Despite the widespread notion that the Southwest light-rail line would cater to professionals commuting from the wealthy western suburbs, the train also will cut past working-class homes with incomes well below the metro median.
That's why one-third of the 11,200 new apartments, condos and homes expected along the line through 2030 should be for those with low and moderate incomes, according to a Southwest LRT Corridor working group.
Those goals are designed to ensure that the metro area's first light-rail line extending deep into the suburbs won't cause wholesale gentrification of lower-income neighborhoods, where rapid transit is more a necessity than a convenience, said Hopkins Economic Development Director Kersten Elverum.
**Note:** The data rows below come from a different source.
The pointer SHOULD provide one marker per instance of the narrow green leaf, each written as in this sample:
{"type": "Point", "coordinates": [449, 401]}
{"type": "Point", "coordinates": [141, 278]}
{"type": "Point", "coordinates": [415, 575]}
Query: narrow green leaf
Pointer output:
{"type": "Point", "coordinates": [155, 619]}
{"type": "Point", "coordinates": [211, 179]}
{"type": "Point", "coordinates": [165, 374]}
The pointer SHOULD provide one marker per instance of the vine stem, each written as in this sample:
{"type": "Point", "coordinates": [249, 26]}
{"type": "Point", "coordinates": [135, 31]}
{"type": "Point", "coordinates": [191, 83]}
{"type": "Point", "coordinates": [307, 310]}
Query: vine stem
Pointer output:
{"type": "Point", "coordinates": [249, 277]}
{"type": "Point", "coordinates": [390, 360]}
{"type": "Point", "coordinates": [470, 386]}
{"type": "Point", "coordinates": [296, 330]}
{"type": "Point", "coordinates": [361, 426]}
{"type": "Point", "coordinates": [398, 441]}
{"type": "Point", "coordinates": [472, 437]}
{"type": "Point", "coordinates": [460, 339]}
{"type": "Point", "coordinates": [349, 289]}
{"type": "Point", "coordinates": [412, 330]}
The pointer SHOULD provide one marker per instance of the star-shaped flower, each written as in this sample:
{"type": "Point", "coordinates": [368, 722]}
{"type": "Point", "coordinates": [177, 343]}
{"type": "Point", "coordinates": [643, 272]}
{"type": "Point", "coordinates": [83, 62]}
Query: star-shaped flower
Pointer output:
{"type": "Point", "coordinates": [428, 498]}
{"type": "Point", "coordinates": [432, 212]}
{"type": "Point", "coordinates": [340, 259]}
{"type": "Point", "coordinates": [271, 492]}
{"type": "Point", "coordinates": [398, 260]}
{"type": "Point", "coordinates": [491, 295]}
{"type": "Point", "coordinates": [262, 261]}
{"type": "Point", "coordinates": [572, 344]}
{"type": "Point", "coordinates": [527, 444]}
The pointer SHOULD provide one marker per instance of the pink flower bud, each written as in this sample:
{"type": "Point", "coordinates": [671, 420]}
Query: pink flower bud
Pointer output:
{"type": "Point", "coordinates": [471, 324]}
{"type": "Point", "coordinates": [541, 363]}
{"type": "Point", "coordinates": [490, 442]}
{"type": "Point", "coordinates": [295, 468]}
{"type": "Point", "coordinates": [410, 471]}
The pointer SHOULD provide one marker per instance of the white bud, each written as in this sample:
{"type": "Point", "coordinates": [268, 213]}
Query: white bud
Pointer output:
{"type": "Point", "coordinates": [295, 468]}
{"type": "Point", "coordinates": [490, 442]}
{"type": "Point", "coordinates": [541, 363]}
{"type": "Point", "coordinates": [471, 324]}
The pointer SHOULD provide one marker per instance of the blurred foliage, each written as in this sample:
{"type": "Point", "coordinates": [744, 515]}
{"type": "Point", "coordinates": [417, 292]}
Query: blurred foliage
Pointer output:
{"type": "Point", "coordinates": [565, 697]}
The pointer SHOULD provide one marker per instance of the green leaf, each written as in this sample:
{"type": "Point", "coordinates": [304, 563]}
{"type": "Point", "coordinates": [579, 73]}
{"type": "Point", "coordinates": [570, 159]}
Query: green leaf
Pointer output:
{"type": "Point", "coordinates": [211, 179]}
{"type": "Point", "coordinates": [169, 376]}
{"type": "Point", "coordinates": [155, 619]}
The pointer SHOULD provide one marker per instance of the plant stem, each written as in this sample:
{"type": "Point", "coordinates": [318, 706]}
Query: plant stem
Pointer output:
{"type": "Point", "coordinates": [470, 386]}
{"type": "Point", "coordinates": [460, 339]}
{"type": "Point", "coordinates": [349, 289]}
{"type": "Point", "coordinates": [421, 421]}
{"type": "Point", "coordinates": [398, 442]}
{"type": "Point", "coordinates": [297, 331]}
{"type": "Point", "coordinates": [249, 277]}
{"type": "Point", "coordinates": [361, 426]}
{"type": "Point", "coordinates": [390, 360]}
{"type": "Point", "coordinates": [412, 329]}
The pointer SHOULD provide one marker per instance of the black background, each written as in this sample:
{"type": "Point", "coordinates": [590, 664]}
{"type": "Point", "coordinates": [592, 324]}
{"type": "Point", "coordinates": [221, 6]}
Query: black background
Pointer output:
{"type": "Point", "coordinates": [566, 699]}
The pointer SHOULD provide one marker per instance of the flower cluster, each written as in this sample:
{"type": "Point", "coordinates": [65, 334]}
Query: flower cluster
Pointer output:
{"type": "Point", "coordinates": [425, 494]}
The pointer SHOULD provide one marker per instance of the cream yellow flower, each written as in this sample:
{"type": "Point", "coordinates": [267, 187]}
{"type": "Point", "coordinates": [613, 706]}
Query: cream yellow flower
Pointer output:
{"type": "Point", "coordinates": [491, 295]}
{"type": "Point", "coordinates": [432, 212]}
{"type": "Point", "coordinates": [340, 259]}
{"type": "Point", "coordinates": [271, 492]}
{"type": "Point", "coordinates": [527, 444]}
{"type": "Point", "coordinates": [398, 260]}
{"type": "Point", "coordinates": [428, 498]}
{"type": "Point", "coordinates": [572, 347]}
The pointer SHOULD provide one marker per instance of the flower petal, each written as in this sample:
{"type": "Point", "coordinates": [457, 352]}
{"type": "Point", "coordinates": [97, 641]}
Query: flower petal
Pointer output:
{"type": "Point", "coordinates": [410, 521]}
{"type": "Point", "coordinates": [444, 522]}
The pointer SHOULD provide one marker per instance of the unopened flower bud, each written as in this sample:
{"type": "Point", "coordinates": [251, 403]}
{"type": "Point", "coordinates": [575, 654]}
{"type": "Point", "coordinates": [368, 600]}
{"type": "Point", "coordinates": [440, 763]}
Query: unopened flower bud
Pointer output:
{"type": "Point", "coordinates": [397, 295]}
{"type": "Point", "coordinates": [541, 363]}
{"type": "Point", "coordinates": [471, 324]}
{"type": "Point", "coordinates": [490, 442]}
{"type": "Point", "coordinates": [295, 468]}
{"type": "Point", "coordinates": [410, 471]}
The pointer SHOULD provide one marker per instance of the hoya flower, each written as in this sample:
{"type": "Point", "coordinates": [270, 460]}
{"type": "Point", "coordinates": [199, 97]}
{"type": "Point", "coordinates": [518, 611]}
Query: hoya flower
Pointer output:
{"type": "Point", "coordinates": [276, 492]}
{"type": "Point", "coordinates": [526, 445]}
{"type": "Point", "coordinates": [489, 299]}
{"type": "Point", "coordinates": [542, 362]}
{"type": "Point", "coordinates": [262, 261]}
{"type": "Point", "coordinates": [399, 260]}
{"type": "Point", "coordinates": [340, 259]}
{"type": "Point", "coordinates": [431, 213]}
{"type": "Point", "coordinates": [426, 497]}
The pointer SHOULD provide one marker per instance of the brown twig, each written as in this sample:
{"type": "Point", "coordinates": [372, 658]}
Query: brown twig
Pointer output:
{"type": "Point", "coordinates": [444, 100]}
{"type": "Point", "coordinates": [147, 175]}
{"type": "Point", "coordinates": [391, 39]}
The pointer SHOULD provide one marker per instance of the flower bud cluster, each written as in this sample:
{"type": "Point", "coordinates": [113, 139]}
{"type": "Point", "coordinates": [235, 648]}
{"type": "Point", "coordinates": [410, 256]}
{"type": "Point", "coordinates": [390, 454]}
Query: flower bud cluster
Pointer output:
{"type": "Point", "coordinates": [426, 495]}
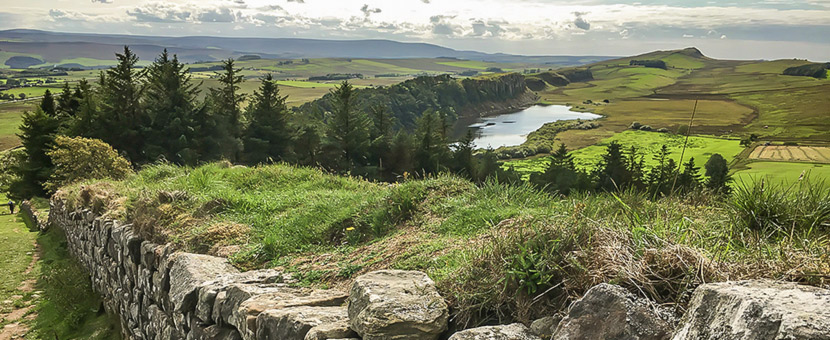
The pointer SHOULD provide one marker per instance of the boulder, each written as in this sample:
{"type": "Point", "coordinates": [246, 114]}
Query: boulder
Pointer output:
{"type": "Point", "coordinates": [514, 331]}
{"type": "Point", "coordinates": [244, 317]}
{"type": "Point", "coordinates": [188, 272]}
{"type": "Point", "coordinates": [611, 312]}
{"type": "Point", "coordinates": [294, 323]}
{"type": "Point", "coordinates": [396, 304]}
{"type": "Point", "coordinates": [756, 309]}
{"type": "Point", "coordinates": [545, 327]}
{"type": "Point", "coordinates": [212, 332]}
{"type": "Point", "coordinates": [208, 290]}
{"type": "Point", "coordinates": [330, 331]}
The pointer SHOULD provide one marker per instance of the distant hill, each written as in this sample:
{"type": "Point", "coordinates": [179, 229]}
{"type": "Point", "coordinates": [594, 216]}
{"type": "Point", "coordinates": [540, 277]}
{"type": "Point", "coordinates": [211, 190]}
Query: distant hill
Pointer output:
{"type": "Point", "coordinates": [55, 46]}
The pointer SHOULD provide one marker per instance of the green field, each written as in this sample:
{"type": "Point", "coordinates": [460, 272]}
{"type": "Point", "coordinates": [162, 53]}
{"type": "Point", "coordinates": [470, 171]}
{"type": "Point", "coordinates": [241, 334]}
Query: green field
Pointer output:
{"type": "Point", "coordinates": [648, 144]}
{"type": "Point", "coordinates": [785, 172]}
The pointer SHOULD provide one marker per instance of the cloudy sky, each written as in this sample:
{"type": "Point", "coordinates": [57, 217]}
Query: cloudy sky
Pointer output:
{"type": "Point", "coordinates": [740, 29]}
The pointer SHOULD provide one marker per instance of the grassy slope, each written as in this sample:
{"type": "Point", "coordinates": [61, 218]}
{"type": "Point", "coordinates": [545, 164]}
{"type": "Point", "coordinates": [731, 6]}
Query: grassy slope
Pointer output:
{"type": "Point", "coordinates": [10, 121]}
{"type": "Point", "coordinates": [16, 249]}
{"type": "Point", "coordinates": [475, 242]}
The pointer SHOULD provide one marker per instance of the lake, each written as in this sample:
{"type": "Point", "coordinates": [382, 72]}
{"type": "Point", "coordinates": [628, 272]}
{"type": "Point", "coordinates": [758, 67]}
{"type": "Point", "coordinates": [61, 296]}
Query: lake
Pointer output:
{"type": "Point", "coordinates": [512, 128]}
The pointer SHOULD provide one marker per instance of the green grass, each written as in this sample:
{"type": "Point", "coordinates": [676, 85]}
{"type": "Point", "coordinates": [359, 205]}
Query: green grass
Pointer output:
{"type": "Point", "coordinates": [69, 309]}
{"type": "Point", "coordinates": [490, 248]}
{"type": "Point", "coordinates": [10, 114]}
{"type": "Point", "coordinates": [782, 172]}
{"type": "Point", "coordinates": [647, 143]}
{"type": "Point", "coordinates": [18, 245]}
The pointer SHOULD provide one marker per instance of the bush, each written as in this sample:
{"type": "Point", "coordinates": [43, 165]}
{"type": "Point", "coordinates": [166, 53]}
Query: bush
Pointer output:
{"type": "Point", "coordinates": [78, 159]}
{"type": "Point", "coordinates": [800, 207]}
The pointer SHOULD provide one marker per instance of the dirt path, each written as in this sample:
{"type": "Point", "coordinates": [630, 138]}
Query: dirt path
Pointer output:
{"type": "Point", "coordinates": [15, 327]}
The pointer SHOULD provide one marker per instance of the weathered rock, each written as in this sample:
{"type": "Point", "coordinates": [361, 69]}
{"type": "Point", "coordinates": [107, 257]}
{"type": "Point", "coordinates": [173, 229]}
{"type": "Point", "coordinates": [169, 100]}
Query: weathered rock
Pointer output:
{"type": "Point", "coordinates": [188, 272]}
{"type": "Point", "coordinates": [610, 312]}
{"type": "Point", "coordinates": [332, 330]}
{"type": "Point", "coordinates": [396, 304]}
{"type": "Point", "coordinates": [545, 327]}
{"type": "Point", "coordinates": [208, 290]}
{"type": "Point", "coordinates": [244, 318]}
{"type": "Point", "coordinates": [294, 323]}
{"type": "Point", "coordinates": [212, 332]}
{"type": "Point", "coordinates": [757, 309]}
{"type": "Point", "coordinates": [514, 331]}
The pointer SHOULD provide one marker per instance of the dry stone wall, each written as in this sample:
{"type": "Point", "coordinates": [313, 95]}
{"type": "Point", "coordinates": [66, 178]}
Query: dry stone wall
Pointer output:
{"type": "Point", "coordinates": [160, 294]}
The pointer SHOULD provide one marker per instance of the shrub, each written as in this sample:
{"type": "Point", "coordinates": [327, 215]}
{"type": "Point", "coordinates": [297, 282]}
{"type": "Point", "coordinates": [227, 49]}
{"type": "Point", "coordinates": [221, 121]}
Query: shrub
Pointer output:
{"type": "Point", "coordinates": [800, 207]}
{"type": "Point", "coordinates": [78, 159]}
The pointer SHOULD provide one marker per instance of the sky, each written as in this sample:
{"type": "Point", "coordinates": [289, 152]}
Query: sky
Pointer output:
{"type": "Point", "coordinates": [739, 29]}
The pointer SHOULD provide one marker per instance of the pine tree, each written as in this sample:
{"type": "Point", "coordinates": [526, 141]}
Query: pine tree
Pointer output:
{"type": "Point", "coordinates": [225, 104]}
{"type": "Point", "coordinates": [69, 101]}
{"type": "Point", "coordinates": [431, 150]}
{"type": "Point", "coordinates": [401, 158]}
{"type": "Point", "coordinates": [170, 99]}
{"type": "Point", "coordinates": [381, 135]}
{"type": "Point", "coordinates": [84, 122]}
{"type": "Point", "coordinates": [348, 129]}
{"type": "Point", "coordinates": [47, 104]}
{"type": "Point", "coordinates": [37, 134]}
{"type": "Point", "coordinates": [689, 179]}
{"type": "Point", "coordinates": [660, 176]}
{"type": "Point", "coordinates": [635, 163]}
{"type": "Point", "coordinates": [121, 114]}
{"type": "Point", "coordinates": [612, 173]}
{"type": "Point", "coordinates": [717, 172]}
{"type": "Point", "coordinates": [561, 175]}
{"type": "Point", "coordinates": [464, 162]}
{"type": "Point", "coordinates": [267, 136]}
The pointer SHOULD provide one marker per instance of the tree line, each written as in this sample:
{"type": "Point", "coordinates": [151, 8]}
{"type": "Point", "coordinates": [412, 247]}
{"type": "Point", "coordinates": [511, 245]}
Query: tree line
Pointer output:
{"type": "Point", "coordinates": [154, 114]}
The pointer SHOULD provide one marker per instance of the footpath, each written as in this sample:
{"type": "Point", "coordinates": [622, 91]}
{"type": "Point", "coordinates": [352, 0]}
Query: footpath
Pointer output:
{"type": "Point", "coordinates": [19, 265]}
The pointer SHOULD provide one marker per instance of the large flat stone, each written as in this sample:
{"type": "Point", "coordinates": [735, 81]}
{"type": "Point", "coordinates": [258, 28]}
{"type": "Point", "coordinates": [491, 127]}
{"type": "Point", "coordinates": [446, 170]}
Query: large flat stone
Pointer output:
{"type": "Point", "coordinates": [396, 304]}
{"type": "Point", "coordinates": [294, 323]}
{"type": "Point", "coordinates": [514, 331]}
{"type": "Point", "coordinates": [759, 309]}
{"type": "Point", "coordinates": [188, 272]}
{"type": "Point", "coordinates": [244, 318]}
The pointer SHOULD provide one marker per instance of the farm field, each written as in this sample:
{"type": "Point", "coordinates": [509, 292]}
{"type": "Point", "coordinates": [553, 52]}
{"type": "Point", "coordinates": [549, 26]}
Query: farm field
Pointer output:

"I do think that there is a [wealthy west] perception out there, and one that has been used as reasoning against Southwest LRT. It's not based in reality," Elverum said.
Even before light-rail construction has begun, prices near the proposed route are up.
Colleen Thompson, a retiree who works as a store clerk in downtown Hopkins, recently left the west metro area because she couldn't find a $1,000-a-month apartment that she liked. She moved to a senior apartment community in St. Anthony, "a nice, safe place to live that is not going to put you in the poorhouse," she said.
Policymakers are worried that others in Thompson's position — bank tellers, school bus drivers, nursing assistants — could be priced out of neighborhoods along the Southwest line.
Officials in St. Louis Park, Hopkins, Edina and Minnetonka are giving the housing goals a thumbs-up.